Snowball | Lee Woo-jung

August 26, 2021

It might surprise Western viewers watching the raw portrait of youth in Snowball to learn that its writer/director Lee Woo-jung has spent the last decade penning smash-hit K-dramas alongside star producer/director Shin Won-ho. The duo’s television work, like the nostalgic slice-of-life Reply trilogy and their most recent Grey’s Anatomy-styled Hospital Playlist (all available on U.S. Netflix), are slick and heartwarming rating juggernauts in South Korea. Snowball, on the other hand, is sparse and unnerving, calling to mind the stark realism of last year’s Never Rarely Sometimes Always. While it’s common to see K-pop stars populate Lee’s television casts, the presence of Bang Min-ah (better known as Minah of the group Girl’s Day) is yet another surprise, as the singer, whose only other film credit has been the weepy melodrama Holly, delivers a fascinating and nuanced performance in the lead role. 

The story is told through flashback, framed by the voice-over narration of high school student Kang-yi (Bang Min-ah) on a lonely train ride, describing her two best friends Ah-ram (Shim Dal-gi) and So-young (Han Sung-min). Fragments showing the three in school give way to them escaping from its strict structures and carousing in the streets of Seoul, renting rooms for the night, or sleeping in the street instead of returning home. On one of these returns, we catch a glimpse of Kang-yi’s homelife, a comfortable middle-class existence with aloof but seemingly well-meaning parents uncertain what it takes to keep their daughter at home. While we never see the other girl’s parents, enough background is dropped for us to get a sense of the dynamics: So-young’s parents coddle her with presents on each return, while Ah-ram is physically abused for it.

Heightened by undercurrents of class consciousness, the girls’ respective situations straddle opposing ends, with Kang-yi’s in the middle; while Ah-ram runs away out of a sense of desperation and the prim So-young does so out of boredom, Kang-yi’s decision is caught in between these two impulses. A moment of sexual experimentation between her and So-young further complicates matters, as the feelings between them oscillate from friendship to desire, and finally into a hostility that threatens to rip their friendship apart. Lee captures the pivotal moment with stunning restraint —the girls sleep on the floor in a sweltering apartment, Kang-yi wakes and walks to the fridge to have some Baskin-Robbins as relief, and when she returns, So-young has taken off her shirt. The sound of the ice cream spoon clacking against her teeth from the previous scene plays over the silence as Kang-yi removes her own shirt and sidles down to watch the beads of sweat cascade down the arc of So-young’s shoulder. Moments like this highlight Lee’s directorial command in a film that doesn’t call attention to itself apart from its mesmeric editing that sharply cuts across days and weeks and months without ever losing cohesion. 

Lee’s sparse and intimate narrative of youth on the precipice would make a fascinating double-bill with another fantastic South Korean film: Kwon Min-pyo and Seo Han-sol’s Short Vacation, which played at this year’s Berlinale.
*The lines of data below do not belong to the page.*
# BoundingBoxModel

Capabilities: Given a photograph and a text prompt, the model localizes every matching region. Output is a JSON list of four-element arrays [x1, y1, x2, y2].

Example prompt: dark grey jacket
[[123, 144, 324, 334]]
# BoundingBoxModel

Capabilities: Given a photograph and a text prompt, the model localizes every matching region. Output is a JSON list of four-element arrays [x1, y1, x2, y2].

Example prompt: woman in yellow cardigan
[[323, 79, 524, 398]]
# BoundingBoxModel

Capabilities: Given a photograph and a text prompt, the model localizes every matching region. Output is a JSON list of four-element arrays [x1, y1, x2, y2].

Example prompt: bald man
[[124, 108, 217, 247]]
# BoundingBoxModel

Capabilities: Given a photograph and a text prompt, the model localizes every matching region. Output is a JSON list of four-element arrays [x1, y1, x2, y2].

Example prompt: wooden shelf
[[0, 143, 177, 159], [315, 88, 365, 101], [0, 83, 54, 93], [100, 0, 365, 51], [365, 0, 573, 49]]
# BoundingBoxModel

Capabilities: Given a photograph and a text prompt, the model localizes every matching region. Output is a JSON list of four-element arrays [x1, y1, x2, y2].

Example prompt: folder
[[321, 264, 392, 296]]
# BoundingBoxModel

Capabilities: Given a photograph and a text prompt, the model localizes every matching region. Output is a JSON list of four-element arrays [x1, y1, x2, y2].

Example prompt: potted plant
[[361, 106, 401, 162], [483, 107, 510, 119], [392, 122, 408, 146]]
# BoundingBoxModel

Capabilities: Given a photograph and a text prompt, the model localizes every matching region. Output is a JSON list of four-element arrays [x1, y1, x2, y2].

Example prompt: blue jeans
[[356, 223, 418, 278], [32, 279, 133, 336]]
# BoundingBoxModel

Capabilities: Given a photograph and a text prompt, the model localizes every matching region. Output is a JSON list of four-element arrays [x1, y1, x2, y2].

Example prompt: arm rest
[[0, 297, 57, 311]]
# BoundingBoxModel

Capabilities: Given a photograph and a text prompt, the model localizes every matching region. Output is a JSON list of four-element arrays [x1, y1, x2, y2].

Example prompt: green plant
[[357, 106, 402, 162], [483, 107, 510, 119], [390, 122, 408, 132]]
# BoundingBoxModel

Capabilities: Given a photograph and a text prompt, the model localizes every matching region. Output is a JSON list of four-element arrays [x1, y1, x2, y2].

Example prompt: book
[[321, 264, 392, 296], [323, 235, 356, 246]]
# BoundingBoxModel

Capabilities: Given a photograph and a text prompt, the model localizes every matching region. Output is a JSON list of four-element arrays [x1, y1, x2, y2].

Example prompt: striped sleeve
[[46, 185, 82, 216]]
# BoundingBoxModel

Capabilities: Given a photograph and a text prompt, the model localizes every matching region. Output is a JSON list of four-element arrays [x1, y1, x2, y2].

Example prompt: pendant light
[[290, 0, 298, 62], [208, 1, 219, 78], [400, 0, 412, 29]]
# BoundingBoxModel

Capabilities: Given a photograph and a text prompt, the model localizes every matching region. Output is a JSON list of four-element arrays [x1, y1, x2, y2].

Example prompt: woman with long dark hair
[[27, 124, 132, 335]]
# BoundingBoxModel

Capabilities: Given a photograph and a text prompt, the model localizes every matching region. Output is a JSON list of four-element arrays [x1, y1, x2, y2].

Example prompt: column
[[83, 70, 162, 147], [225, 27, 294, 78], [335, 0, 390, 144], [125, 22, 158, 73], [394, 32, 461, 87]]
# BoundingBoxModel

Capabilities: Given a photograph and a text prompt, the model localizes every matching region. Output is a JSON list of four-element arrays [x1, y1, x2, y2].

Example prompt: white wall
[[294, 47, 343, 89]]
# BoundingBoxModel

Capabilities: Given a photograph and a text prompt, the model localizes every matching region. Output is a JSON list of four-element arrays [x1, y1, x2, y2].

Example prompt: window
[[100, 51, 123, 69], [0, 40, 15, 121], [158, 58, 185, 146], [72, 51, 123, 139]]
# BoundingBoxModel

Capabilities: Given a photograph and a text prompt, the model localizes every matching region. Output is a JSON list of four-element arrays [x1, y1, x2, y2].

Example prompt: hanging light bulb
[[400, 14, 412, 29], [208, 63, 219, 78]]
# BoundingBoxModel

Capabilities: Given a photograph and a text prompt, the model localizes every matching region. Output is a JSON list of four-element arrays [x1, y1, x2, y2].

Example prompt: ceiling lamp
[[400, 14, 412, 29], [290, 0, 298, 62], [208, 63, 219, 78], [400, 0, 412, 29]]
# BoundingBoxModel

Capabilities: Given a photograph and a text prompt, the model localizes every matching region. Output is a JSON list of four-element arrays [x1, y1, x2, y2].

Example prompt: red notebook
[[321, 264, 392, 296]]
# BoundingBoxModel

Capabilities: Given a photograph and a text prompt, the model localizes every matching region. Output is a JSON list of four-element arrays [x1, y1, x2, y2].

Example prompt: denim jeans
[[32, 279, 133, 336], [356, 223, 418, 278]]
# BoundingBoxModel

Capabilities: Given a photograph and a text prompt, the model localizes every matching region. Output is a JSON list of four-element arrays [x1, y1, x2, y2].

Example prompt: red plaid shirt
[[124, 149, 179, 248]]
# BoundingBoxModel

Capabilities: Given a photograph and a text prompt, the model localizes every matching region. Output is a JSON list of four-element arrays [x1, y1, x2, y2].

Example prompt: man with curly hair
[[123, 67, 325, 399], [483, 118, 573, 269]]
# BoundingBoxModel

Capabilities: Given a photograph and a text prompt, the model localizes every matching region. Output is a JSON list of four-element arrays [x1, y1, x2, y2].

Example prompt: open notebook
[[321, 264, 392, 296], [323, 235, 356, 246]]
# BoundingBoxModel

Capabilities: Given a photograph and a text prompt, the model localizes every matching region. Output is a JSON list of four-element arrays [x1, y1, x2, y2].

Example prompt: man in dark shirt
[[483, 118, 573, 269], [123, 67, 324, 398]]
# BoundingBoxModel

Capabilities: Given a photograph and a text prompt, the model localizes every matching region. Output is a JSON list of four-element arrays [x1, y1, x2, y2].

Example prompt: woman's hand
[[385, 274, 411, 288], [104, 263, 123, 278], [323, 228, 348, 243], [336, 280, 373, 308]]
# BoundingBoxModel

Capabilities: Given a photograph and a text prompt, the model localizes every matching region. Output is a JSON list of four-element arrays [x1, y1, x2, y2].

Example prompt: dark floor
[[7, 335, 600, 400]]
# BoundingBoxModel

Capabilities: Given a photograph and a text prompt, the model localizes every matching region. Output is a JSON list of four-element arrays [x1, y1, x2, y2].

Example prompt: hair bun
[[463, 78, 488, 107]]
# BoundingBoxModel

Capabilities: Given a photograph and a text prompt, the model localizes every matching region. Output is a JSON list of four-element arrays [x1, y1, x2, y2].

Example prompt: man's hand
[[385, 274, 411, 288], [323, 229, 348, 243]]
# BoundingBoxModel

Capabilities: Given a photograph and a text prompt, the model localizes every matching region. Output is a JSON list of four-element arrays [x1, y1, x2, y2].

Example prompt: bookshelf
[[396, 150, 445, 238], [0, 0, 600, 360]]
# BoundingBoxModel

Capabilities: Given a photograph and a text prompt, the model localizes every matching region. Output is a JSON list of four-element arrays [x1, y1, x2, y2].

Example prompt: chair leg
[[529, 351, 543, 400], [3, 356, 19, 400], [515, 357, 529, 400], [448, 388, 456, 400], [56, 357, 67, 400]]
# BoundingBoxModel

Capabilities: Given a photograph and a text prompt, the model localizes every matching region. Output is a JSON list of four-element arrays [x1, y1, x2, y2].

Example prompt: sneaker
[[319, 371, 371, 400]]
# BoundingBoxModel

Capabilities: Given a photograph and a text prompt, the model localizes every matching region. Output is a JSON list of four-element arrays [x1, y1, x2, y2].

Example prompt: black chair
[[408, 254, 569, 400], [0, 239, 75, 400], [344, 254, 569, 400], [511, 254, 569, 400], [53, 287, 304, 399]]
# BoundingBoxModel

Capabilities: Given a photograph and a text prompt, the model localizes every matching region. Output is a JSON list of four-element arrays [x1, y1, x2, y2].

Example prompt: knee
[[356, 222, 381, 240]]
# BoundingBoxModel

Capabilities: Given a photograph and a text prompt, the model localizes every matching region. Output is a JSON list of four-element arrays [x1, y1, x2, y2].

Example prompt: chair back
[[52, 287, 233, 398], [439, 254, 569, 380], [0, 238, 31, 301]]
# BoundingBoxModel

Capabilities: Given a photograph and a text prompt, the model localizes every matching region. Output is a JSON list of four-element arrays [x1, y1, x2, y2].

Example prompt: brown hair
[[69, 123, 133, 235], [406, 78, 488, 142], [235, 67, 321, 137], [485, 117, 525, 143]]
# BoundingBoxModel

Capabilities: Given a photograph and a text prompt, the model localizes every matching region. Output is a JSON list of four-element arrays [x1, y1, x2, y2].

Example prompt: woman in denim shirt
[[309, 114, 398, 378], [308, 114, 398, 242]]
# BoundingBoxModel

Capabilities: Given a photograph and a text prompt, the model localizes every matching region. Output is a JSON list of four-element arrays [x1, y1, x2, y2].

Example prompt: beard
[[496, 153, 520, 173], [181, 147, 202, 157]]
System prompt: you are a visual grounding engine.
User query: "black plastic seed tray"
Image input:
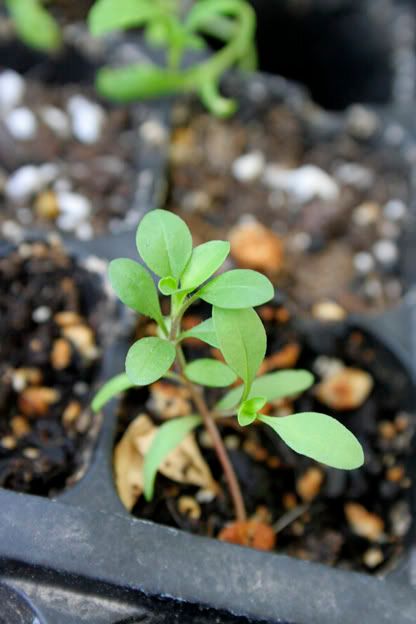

While the latter tells the story of middle schoolers finding themselves faced with the transition from childhood to adolescence, Snowball captures the intense growing pains of the transition from adolescence to young adulthood. As the second half of the film pushes towards uncomfortable extremes, Lee zeroes in on a universal brand of teenage alienation, as riveting and elemental as James Dean’s quivering breakdown in Rebel Without a Cause. Much like the Nicholas Ray classic, the film’s effectiveness is tied wholesale to the performance of its lead, with Bang Min-ah’s finely tuned expressions of inner turmoil bringing Lee’s world to life.


Published as part of NYAFF 2021 — Dispatch 4.